The self-styled Donetsk People’s Republic has attracted a strange mixture of idealists, opportunists, plotters and dreamers to its pro-Russian cause. None is stranger than the leaders of the vegetarian Svarog battalion.

Taking their name from a Slavic pagan god, and their ideology from Slavic and western mystics, neo-pagans, revolutionaries and racial theorists, they believe that white people are the pinnacle of evolution, that Hitler found the true Aryans in Ukraine, and that Russian Slavs (Jesus Christ among them) once ruled the world and will do so again; as soon, perhaps, as 2017. Aids, ebola, Ukraine and, oddly, even Hitler, are all dismissed as a “commercial Jewish project”.

Five years ago, their main aim was to revive the impoverished Petrovsky district in Donetsk, where most of the population of 80,000 worked in the mines or were unemployed. Vargan, 41, a father of four, said that he had fought police, priests and doctors as he tackled everything from fracking to abandoned buildings and corruption

“Our land is being attacked, our homes are being destroyed, and peaceful citizens are being killed. So we have full, cosmic rights to take up weapons,” he said. “The Russians have never been attackers, they have always been defenders. Russians are victorious liberators from rotten parasites and fascists and other scum.”

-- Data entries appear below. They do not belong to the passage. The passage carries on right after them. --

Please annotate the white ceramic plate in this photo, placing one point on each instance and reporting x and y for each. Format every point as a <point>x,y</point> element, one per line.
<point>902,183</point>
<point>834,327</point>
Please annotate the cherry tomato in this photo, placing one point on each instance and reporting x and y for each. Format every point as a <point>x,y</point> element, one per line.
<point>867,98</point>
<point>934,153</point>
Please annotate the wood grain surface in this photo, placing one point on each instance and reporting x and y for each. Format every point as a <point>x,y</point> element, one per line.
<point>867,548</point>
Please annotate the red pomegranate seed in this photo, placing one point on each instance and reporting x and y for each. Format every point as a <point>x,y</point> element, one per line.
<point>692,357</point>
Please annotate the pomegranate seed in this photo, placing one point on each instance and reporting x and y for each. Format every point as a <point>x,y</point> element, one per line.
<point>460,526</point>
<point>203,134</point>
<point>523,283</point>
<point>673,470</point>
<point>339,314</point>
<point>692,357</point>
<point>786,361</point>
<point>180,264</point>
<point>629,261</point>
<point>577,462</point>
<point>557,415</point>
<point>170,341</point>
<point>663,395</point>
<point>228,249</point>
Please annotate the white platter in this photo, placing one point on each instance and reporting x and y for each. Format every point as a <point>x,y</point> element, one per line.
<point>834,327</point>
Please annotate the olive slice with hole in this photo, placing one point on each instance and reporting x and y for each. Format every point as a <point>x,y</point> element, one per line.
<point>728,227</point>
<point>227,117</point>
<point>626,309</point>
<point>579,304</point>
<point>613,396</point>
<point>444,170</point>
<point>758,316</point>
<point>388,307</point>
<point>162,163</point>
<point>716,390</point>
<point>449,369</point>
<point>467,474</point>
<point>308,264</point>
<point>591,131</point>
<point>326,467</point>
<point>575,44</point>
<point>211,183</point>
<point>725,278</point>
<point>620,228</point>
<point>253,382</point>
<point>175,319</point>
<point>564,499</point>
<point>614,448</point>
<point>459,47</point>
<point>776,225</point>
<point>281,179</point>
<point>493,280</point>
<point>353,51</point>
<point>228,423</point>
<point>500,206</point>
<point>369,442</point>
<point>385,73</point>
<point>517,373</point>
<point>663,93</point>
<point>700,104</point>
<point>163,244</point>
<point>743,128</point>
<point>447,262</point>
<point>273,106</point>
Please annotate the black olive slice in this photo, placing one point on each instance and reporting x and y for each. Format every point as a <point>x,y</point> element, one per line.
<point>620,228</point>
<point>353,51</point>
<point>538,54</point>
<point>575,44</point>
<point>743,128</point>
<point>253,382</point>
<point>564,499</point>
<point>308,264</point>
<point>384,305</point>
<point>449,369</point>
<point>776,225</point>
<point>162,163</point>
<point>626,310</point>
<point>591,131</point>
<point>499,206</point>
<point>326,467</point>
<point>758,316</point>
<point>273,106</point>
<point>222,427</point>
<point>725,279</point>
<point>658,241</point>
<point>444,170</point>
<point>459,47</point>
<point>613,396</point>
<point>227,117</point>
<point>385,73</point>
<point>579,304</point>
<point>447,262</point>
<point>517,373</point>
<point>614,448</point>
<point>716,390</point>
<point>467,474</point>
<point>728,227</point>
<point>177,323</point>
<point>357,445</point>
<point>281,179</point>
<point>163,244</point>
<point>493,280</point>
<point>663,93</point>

The battalion is based at a former mining academy. Recruits are trained in everything from sniping to the ancient, sacred meanings of the Cyrillic alphabet.

Drinking and smoking are banned. Most are local men, but Vargan said that the battalion had also attracted volunteers from Russia and elsewhere in the former Soviet Union. Vargan himself served in the Russian army, with the rank of sergeant.

Their belief in the superiority of the Slavic race makes justifying the fight against the Slavic Ukrainians a little difficult. “It’s all foreign mercenaries fighting us,” said Kassak, a martial-arts teacher and Vargan’s right-hand man. “They are un-people. By the level of their evolutionary development they haven’t reached the level of people.”

Svarog’s leaders are already looking forward to continuing their grandiose plans for Donbas and the world after the fighting is over.

“Of course we can pay more attention to spiritual awakening when we have peace,” he added. “We’ll build schools, we’ll re-establish our industry, we’ll start organic farming.”

A comrade, Vitaly Brednev, went further. “We’ll resurrect the garden of Eden,” he said. “Come back and visit.”